Combo therapy cuts risk of heart attacks and strokes in half, research shows

A closeup of 2 pills in the palm of someone's hand.

A combination therapy of aspirin, statins and at least two blood pressure medications can cut the risk of fatal cardiovascular disease in half. (Photo by Georgia Kirkos, McMaster University)


A combination therapy of aspirin, statins and at least two blood pressure medications can cut the risk of fatal cardiovascular disease (CVD) in half.

The fixed-dose combination (FDC) therapies were examined both with and without aspirin against control groups in a combined analysis of more than 18,000 patients without prior CVD from three large clinical trials. FDCs including aspirin cut the risk of heart attacks by 53 per cent, stroke by 51 per cent, and deaths from cardiovascular causes by 49 per cent.

International CVD experts hailed the findings as a game-changing weapon against a condition that kills 19 million people worldwide and impacts twice as many every year.

“These results are huge, and its wide use can avoid between five and 10 million individuals experiencing a stroke, heart attack or dying from these conditions yearly,” said senior author Salim Yusuf, executive director of McMaster’s Population Health Research Institute and Distinguished University Professor.

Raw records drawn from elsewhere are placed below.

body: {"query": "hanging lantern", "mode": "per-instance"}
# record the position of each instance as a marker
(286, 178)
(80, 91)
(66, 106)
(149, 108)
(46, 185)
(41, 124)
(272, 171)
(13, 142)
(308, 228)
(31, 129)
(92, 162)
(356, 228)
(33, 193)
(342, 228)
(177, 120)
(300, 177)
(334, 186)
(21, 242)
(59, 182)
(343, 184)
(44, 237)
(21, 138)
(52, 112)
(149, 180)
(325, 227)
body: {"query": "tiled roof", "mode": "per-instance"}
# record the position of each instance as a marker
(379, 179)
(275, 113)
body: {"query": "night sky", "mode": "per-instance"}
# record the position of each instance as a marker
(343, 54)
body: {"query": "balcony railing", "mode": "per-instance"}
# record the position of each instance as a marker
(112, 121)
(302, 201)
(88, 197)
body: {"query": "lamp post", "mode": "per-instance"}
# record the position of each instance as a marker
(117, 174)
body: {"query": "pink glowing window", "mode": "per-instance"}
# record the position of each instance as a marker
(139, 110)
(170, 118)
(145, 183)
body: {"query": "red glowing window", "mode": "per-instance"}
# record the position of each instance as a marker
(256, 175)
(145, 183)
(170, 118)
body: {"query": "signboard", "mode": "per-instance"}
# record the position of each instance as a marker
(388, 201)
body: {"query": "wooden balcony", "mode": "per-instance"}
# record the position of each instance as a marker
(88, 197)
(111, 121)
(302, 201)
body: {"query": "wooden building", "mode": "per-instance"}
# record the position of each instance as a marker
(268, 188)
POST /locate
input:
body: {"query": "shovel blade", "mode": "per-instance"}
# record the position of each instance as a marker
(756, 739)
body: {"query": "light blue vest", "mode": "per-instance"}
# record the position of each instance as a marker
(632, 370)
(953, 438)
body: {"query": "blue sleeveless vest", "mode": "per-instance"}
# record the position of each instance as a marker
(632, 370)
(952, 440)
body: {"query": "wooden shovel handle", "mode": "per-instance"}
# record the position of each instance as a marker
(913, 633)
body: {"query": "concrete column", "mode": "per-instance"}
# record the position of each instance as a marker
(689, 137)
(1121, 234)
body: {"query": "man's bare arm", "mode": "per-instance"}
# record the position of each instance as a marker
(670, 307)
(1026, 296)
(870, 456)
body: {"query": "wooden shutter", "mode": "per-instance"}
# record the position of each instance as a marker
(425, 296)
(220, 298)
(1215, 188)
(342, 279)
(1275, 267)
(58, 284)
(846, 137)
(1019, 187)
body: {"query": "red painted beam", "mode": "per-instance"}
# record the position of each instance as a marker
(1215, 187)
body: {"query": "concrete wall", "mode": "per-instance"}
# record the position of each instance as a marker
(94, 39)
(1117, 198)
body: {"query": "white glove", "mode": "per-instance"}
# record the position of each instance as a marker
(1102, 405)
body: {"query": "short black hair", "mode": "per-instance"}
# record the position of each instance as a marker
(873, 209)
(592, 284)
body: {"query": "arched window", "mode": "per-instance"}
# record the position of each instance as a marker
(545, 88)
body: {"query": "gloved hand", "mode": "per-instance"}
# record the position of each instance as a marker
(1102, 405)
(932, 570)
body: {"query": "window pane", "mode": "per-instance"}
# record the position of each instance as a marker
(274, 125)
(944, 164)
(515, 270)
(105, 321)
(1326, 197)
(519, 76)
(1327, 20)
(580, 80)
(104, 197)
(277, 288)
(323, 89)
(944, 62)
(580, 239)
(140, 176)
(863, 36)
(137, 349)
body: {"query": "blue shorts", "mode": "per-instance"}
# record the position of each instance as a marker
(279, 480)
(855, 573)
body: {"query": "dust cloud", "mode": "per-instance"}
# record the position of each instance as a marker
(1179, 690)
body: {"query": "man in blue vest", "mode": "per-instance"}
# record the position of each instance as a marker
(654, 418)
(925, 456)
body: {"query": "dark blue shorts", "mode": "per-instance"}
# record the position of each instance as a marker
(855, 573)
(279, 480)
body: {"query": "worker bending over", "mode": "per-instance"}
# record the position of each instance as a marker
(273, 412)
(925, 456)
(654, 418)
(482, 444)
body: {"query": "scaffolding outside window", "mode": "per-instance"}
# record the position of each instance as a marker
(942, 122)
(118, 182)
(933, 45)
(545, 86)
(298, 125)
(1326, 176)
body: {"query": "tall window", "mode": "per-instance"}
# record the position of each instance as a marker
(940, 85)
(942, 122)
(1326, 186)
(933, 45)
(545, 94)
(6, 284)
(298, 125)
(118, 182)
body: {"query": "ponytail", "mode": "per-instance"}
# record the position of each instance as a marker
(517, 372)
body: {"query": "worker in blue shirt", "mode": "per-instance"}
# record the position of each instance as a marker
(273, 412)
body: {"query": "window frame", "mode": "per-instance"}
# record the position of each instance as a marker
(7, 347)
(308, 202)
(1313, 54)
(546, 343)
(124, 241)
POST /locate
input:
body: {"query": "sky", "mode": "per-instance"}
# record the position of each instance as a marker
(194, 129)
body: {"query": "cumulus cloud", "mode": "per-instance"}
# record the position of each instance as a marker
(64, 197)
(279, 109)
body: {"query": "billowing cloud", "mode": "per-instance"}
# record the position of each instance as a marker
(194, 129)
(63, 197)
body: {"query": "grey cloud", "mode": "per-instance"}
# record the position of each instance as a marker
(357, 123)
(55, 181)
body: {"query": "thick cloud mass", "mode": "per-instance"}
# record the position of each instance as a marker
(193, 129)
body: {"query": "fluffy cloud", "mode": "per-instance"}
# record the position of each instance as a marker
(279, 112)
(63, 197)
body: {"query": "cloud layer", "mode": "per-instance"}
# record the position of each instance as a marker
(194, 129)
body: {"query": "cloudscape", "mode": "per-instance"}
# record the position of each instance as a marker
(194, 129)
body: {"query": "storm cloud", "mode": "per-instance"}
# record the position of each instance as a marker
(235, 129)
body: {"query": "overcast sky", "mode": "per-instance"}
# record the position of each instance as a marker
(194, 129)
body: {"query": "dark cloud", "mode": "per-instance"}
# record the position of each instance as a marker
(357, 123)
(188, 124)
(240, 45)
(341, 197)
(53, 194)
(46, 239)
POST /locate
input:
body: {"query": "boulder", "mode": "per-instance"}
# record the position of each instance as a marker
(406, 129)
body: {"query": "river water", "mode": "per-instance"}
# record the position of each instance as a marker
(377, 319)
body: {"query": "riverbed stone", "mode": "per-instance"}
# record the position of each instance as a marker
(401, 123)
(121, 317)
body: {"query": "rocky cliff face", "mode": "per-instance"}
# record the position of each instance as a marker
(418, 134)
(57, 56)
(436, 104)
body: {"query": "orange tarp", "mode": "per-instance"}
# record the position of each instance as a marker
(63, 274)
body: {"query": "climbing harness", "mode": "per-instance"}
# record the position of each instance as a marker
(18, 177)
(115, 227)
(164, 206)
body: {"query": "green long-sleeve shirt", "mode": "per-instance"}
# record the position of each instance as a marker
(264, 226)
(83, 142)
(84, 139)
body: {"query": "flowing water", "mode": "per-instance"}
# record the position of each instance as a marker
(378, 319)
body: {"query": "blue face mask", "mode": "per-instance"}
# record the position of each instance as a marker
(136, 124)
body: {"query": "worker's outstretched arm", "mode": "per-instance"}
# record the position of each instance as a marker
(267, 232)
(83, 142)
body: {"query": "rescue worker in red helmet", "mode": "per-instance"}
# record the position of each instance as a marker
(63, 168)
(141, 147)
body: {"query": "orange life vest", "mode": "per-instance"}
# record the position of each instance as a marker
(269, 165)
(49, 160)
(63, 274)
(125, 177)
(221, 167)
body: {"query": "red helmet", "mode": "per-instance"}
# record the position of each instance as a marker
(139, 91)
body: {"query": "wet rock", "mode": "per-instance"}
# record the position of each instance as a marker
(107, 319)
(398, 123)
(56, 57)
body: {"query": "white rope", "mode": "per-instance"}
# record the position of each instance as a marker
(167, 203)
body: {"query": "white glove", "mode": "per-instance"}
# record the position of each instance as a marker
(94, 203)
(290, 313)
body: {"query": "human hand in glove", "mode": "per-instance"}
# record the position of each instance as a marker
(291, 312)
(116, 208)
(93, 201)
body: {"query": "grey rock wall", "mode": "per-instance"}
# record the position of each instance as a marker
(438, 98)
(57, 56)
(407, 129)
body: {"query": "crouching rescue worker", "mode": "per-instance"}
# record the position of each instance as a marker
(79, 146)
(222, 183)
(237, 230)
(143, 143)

“I could see a future with development of a stronger polypill where we could see a lowering of cardiovascular disease by 65 or 70 per cent around the world and leading to even greater benefits. Given that all the components of the polypill are generic and low cost, polypills can be provided to people at modest costs and are likely to be very cost effective.”

FDC treatment strategies trialled by researchers were previously thought to substantially reduce CVD events and are called “polypills” when used in a single-tablet drug formula, but proof of the benefits has not been available until the last two years.

The concept of a combination pill was first proposed 20 years ago as a strategy to substantially reduce CVD in the general population and in those who previously suffered heart attacks and strokes.

Early trials showed improved patient adherence to treatment regimens and better risk factor control with a polypill, compared to the use of single drugs, usual care, or placebos.

“This combination, either given separately or combined as a polypill, substantially reduces fatal and non-fatal CVD events,” said Joseph, associate professor of medicine at McMaster University, investigator at the Population Health Research Institute and cardiologist at Hamilton Health Sciences.

“The largest effects are seen with treatments that include blood pressure lowering agents, a statin and aspirin together, which can reduce fatal and non-fatal cardiovascular events by about half. The benefits are consistent at different blood pressure levels, cholesterol levels and with or without diabetes, but larger benefits may occur in older people.”

Researchers gleaned their findings using data from three major studies on a total of 18,000 people followed for about five years. These included the International Polycap Study (TIPS)-3, the Heart Outcomes Prevention Evaluation (HOPE)-3 study and the PolyIran trial.

The study was published by The Lancet on Aug. 29 and concurrently presented at the European Society of Cardiology Congress by Joseph. The study involved researchers from 13 countries and patients from 26.

International experts and organizations welcomed the results as good news for people at risk of CVD.

“The World Heart Federation is committed to promoting cardiovascular health for everyone by reducing the CVD burden worldwide, in both developed and developing countries,” said federation president Professor Fausto Pinto.

“The demonstration of a low-cost approach using fixed dose combinations to reduce CVD by about 50 per cent is extraordinary and represents a huge opportunity to tackle the condition globally, with a major potential impact on people’s lives. The WHF has supported the use of a polypill for the last decade and these results provide robust evidence to strengthen our global advocacy strategy.”

Jeremy Farrar, director of the Wellcome Trust, said his organization supported one of the three major studies included in the analysis, based on recommendations from a workshop convened with the World Health Organization in London in August 2001.

“The Wellcome Trust has been committed to evaluating low-cost widely applicable solutions for common diseases including cardiovascular disease,” said Farrar.

“We are pleased that our support has contributed to the development of robust evidence indicating that the polypill or fixed dose combinations involving blood pressure lowering, statins and aspirin can reduce CVD substantially.”